One option they must not resort to is any attempt to reduce the $1.2 trillion of deficit reduction triggered by the failure of the super committee to reach agreement. This trigger was agreed to as a backup mechanism to ensure that the deficit reduction in last summer’s deal to raise the debt limit would be achieved. The savings are assumed in the baseline and are being counted on by financial markets. Repealing the trigger or reducing its effect would be yet another betrayal of fiscal responsibility, eroding the credibility of Congress further and potentially leading to a downgrade of the nation’s credit rating.
 
There is still time to get things right before expensive, deficit-financed policies are extended as usual. A commitment to a process that enforces strict pay-as-you-go rules and guides policies toward the goal of current-law deficits would put the budget on an economically sustainable track, at least temporarily, even as the specifics of the tax and spending policies are still being developed.
 
But Congress also needs to look beyond the 10-year budget window. The real test of any deficit reduction plan is not how much it cuts in the near term but whether the savings expand over time to produce a sustainable fiscal policy. And that is one thing that sticking to the current law baseline will not do. Medicare, Medicaid and Social Security are all growing faster than the economy and faster than projected revenues, even if the Bush tax cuts expire. That is why no fiscal plan will have long-term credibility without cost-saving reforms of these programs.  
 
It will also be important to broaden the discussion beyond the back rooms of Capitol Hill. The issues at stake -- from social insurance to national security, domestic investments and tax reform -- have profound consequences for our nation’s future. Setting priorities and allocating resources are not a simple matter of “winning” a partisan debate. Compromise will be necessary, and the American people must be brought into that process.
 
The Concord Coalition’s deficit-reduction exercises and other public engagement efforts in cities across the country have consistently shown that people of all ages and varied ideologies strongly support substantial deficit reduction and are willing to make some hard choices, so long as there is shared sacrifice with everything on the table.
 
Just as they did for the State of the Union Address, members of Congress should pair up. They should join together in “two-by-two” fiscal forums in which they present agreed-upon facts and engage with each others’ constituents about policy options. Public engagement is of little value if it just means listening to people who already agree with you.
 
Two-by-two forums would broaden understanding of the key issues and promote civic discourse about solutions. Moreover, through media coverage and social networking, they would have an impact far beyond those citizens who attend.

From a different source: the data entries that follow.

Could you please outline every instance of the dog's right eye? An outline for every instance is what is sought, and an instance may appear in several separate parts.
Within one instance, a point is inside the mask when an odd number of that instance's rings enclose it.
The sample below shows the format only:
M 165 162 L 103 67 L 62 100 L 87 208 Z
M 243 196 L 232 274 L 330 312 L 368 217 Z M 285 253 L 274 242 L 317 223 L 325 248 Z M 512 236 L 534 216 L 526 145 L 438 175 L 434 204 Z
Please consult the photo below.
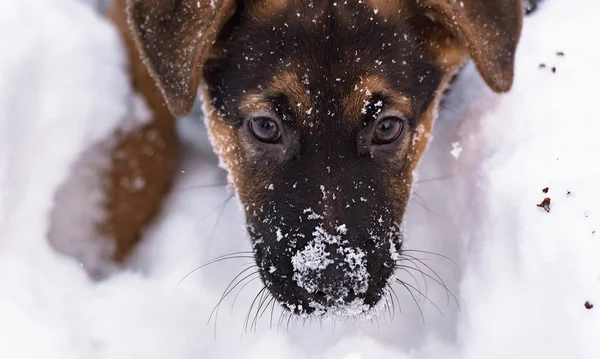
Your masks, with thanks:
M 252 135 L 261 142 L 278 143 L 281 140 L 279 124 L 271 117 L 253 117 L 248 121 L 248 127 Z

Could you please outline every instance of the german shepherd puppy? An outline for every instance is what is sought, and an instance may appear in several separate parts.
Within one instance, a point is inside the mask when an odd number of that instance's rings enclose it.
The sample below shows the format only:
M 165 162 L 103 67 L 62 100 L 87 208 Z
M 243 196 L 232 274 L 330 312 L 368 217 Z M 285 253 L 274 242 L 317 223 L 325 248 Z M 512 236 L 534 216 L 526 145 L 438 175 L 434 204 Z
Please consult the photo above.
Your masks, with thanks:
M 157 211 L 176 117 L 200 97 L 246 214 L 256 265 L 297 315 L 356 316 L 402 253 L 413 171 L 466 60 L 513 82 L 522 0 L 116 0 L 153 121 L 122 135 L 108 219 L 116 257 Z M 132 191 L 124 179 L 142 176 Z

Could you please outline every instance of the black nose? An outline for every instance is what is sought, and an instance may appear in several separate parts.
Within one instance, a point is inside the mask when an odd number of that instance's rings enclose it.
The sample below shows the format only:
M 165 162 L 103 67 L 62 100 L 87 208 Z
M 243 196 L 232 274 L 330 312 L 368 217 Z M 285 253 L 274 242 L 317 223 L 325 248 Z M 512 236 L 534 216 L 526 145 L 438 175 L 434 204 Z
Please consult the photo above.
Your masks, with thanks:
M 320 307 L 349 304 L 368 292 L 367 256 L 360 248 L 308 244 L 292 265 L 298 296 Z

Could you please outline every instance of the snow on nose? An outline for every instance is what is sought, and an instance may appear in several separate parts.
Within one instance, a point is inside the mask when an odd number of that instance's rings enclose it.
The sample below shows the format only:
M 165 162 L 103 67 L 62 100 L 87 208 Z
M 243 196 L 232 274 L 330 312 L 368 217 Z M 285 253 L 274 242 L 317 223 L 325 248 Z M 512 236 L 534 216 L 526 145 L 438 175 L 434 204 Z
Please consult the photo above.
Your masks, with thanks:
M 345 225 L 336 232 L 315 227 L 311 241 L 292 257 L 295 283 L 325 306 L 351 302 L 368 289 L 366 254 L 343 238 Z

By appearing together, agreeing on some basic facts, and working through the trade-offs of potential solutions, policymakers could begin to win back public trust and help reach consensus on difficult decisions. It would certainly be an improvement over the typical exchange of tired talking points that has led to the current stalemate. A good example was set earlier this year by Senators Mark Warner (D-Va.) and Saxby Chambliss (R-Ga.), who held joint forums in Richmond and Atlanta.
 
There are, of course, other considerations than the budget’s bottom line. Specifically, there is a legitimate short-term concern that spending cuts or tax increases implemented too soon would harm the fragile economy. There is also a legitimate concern that the brunt of any deficit reduction plan should not be borne by those who can least afford it.
 
These issues, too, must be dealt with, and they indeed can be in a manner completely consistent with the strategy of not exceeding current-law deficits over the next decade. These are solvable problems, not yet an unavoidable crisis. But they do need to be solved, which means that just going home is not necessarily the wisest strategy after all. Congress still has much work to do.